King James Bible anti-perfectionist, Mark Ward, has put a lot of effort into trying to argue that it is getting to difficult too understand the King James Bible.
He is trying to create a profile for himself with some books and materials which try to identify words that might be wrongly understood in the KJB.
What Ward did not do is approach the area like he wanted to actually help people. Instead, he approached the area like as if he was being funded by certain sources, with the intent of extending markets of sales. That is, the attempt to break people from solely relying on the KJB and an attempt to sell more people more Bible study “resources” in line with that view.

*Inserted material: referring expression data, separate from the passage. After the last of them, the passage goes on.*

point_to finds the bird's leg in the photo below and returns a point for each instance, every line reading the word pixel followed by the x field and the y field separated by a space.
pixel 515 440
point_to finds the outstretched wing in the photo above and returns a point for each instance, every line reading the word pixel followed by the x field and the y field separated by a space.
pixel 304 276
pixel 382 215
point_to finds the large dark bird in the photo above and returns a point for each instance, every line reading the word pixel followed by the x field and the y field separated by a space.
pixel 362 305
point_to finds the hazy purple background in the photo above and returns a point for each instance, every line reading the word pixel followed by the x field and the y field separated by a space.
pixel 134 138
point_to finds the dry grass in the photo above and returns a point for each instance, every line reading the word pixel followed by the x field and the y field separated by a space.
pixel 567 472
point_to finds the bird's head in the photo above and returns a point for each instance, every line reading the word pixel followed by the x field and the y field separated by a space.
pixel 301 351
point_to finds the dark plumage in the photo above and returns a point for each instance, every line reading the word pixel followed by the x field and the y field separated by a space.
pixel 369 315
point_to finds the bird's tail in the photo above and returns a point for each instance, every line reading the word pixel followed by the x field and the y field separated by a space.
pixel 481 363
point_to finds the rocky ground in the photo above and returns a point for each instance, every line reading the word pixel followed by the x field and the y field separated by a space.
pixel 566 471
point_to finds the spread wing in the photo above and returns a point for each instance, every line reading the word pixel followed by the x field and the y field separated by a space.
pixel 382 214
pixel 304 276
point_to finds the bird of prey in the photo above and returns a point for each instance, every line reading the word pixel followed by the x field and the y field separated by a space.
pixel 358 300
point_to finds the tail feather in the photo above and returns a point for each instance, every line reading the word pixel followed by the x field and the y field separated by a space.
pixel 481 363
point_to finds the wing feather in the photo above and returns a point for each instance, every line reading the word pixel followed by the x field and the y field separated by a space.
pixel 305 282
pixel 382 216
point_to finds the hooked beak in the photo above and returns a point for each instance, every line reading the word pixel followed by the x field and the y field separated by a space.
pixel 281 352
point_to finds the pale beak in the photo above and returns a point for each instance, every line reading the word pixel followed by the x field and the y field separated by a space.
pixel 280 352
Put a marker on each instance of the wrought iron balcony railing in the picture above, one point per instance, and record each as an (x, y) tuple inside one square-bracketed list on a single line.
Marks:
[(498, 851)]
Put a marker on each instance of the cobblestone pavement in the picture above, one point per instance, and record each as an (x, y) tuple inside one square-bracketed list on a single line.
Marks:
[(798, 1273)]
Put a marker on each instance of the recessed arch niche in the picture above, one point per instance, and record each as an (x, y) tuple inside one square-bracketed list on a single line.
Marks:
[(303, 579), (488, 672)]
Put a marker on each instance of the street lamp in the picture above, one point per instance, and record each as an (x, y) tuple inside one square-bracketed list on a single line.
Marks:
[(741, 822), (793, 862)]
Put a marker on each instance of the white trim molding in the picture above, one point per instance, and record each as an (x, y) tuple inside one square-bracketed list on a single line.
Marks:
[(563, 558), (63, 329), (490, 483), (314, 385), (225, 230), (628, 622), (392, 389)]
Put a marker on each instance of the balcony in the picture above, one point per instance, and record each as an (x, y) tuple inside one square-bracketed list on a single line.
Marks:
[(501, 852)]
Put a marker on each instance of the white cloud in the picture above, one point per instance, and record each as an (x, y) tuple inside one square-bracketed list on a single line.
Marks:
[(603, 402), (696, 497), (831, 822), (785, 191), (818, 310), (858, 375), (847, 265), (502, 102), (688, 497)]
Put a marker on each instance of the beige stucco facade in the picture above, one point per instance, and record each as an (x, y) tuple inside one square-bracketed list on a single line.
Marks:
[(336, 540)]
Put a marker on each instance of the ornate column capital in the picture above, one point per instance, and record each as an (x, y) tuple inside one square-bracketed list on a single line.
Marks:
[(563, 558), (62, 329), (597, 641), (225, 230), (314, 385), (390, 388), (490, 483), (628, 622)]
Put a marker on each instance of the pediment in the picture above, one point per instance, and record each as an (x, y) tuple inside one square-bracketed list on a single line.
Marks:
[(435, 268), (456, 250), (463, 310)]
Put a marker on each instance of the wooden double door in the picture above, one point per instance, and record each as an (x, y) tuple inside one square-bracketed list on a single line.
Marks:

Further, Ward has been approaching his work not in a “ministry” sense (i.e. to serve the other without being a burden) but in a marketing sense, creating lines of revenue to sustain himself.
I believe in prosperity doctrine, so I am all for ministries giving and receiving. Maybe Mark Ward could learn a thing from Kenneth Copeland and put out his own Reference Study Bible, King James Version, Pure Cambridge Edition. (After all, Copeland himself put out the PCE several times, so his really was a ministry of excellence!)
In Mark Ward’s crusade against certain words in the KJB, he surprisingly didn’t highlight some very significant resources, like W. Aldis Wright’s Bible word-book.
If he’d used that book, and its preceding incarnation, he would have seen what mid-19th century people called “archaic” in the KJB. He would have noticed that the same words that get attacked today were already listed and defined there.
When we hear Mark Ward speak, then, we are not hearing a dispassionate, fair and impartial treatment of the subject. No, we are hearing a propagandist. Ward’s background and interests are much more around visual communication and public relations than about teaching and edifying the dumb lambs of the Body of Christ.
Besides his self-promotion, he has a very clear agenda, and it is about product sales and trying to infect King James Bibles users with modernist thinking.
So there’s no need to buy Mark Ward’s books when plenty of superior information is freely available:
https://archive.org/details/biblewordbookag00eastgoog
https://archive.org/details/biblewordbookag01eastgoog
https://archive.org/details/thebiblewordbook00wriguoft
https://archive.org/details/biblewordbookglo00wrig
https://archive.org/details/biblewordbookglo00wrigiala
There’s no need to reinvent the wheel, the men of old were men of renown.
Isn’t it funny that the same words which are said to be “archaic” or difficult or whatever then are the same today… maybe we are reading Biblical English after all, and not “1611 English”. I’d go so far to say that these same words would be ones ploughboys in 1611 would have struggled with.